Ia mengenali pria yang dipanggil Derek itu. Ular hitam besarnya mengintai waspada di belakangnya. Bahunya menegang mengingat sisik kasar yang pernah melilit tubuhnya hingga nyaris mati.
“Kupikir juga begitu," pria berjubah berat di hadapannya bangkit, melepaskan tangan dari wajahnya dengan kasar.
"Beri dia makan!" perintahnya tegas.
Tidak lama kemudian, Derek kembali bersama seseorang dengan karung yang meneteskan darah segar. Ia berjongkok, membuka ikatan karung, dan mengeluarkan sepotong daging yang masih basah dengan darah. Tanpa ragu, ia melemparkan daging itu ke dekatnya.

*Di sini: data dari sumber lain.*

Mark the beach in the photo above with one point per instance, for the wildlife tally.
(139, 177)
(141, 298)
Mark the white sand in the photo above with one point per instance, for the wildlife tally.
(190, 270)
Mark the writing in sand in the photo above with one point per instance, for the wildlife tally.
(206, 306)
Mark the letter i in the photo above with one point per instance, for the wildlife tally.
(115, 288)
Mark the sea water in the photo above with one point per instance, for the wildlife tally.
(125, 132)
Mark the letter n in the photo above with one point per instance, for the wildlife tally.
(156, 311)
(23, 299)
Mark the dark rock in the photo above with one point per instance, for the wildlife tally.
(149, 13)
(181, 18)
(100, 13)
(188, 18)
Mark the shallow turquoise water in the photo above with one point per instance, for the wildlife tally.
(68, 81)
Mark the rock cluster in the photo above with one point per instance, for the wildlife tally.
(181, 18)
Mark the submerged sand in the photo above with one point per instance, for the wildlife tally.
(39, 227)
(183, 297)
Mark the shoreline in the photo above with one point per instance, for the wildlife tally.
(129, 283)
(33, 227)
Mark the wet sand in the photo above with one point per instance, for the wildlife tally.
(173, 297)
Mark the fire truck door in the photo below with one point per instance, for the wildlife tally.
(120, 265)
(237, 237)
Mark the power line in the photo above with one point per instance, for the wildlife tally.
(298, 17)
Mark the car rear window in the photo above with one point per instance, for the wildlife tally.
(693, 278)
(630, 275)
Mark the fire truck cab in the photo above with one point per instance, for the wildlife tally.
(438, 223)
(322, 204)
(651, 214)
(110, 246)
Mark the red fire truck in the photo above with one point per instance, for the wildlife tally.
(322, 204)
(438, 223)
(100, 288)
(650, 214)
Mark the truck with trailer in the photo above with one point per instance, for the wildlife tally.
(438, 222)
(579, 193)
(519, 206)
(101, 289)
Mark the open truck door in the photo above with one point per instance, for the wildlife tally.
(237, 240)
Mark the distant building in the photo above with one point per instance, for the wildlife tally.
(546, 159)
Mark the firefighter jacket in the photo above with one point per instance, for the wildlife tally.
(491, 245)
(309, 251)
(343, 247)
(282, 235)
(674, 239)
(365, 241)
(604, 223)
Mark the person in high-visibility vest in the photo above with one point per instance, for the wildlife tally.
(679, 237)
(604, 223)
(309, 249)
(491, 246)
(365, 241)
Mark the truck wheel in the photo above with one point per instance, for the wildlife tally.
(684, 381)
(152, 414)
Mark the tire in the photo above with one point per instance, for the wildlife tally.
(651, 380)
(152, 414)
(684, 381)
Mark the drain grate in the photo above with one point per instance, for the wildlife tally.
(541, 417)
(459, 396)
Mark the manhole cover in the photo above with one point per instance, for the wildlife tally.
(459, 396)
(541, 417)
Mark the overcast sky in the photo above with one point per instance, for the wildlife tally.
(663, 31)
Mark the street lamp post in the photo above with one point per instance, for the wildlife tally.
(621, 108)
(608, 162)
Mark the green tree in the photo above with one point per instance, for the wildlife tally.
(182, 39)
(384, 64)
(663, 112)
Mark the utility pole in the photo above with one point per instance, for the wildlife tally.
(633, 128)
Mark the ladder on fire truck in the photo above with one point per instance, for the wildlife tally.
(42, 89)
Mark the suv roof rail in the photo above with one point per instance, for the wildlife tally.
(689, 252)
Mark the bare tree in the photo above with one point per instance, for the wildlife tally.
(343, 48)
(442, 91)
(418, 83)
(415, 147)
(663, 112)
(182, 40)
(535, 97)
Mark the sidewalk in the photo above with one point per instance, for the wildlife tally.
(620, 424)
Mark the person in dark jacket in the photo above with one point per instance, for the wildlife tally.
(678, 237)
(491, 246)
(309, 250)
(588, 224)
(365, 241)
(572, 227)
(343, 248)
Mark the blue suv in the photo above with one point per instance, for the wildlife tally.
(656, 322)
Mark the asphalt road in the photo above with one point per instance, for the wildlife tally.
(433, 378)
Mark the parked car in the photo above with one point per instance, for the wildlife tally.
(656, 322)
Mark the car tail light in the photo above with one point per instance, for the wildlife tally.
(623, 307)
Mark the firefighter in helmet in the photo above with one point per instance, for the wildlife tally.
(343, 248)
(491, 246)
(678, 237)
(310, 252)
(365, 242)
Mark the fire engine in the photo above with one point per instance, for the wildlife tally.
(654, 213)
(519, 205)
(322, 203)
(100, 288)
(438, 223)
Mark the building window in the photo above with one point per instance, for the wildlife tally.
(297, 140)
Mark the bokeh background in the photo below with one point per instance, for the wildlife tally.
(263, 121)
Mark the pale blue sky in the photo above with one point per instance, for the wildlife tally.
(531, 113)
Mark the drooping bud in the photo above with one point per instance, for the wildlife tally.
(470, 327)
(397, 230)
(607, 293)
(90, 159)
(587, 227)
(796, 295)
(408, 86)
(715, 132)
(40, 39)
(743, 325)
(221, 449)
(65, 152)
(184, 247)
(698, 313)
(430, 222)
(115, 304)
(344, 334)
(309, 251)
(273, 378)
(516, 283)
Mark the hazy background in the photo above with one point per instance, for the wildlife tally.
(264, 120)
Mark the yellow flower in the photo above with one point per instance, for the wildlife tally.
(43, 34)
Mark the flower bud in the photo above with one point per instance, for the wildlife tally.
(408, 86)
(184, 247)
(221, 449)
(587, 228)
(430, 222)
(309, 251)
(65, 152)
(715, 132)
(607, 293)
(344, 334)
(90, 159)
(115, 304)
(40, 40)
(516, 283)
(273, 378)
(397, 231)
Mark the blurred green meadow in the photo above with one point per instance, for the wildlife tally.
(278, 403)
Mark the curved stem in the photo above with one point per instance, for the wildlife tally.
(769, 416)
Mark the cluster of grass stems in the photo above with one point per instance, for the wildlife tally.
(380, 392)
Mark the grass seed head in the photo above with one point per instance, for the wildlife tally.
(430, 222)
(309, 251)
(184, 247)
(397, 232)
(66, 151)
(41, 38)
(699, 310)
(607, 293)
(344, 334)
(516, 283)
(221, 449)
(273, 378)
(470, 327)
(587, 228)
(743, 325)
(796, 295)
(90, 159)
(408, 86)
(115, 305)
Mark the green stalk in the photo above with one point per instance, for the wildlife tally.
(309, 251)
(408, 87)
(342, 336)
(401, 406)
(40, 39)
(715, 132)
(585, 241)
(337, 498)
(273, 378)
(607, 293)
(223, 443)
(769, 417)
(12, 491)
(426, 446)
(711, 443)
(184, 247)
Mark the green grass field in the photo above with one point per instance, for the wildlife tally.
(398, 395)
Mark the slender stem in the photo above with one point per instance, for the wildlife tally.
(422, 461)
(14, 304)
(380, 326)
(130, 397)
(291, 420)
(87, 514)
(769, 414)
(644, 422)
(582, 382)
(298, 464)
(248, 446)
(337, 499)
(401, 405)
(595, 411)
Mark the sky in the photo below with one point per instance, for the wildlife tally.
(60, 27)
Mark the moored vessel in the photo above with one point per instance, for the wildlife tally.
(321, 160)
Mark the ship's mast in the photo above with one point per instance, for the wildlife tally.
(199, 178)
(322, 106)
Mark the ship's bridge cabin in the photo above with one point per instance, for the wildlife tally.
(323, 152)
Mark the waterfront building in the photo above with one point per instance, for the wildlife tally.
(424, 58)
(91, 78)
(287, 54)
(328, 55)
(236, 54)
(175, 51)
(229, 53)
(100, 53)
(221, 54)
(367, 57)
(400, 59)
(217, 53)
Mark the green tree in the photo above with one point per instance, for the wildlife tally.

Percikan darah jatuh ke wajahnya. Bau amis daging merah seketika menusuk hidung, membuat perutnya melilit. Rasa lapar tiba-tiba menyergap lebih erat. Kewaspadaannya surut, terkalahkan oleh naluri purba yang menuntut darah dan daging. Liur menggenang di mulutnya. Ia tak sanggup menahannya lagi.
Ia merendahkan kepala, mengendus daging itu. Ia ingin menolak, namun tubuhnya lebih patuh pada tuntutan perut yang menyembah rasa lapar. Ia mulai menggigitinya dengan rakus. Geraman dan tatapan nyalang terselip di antara gigi-giginya yang mengoyak daging. Ia tahu mereka menonton, tapi ia tak bisa berhenti.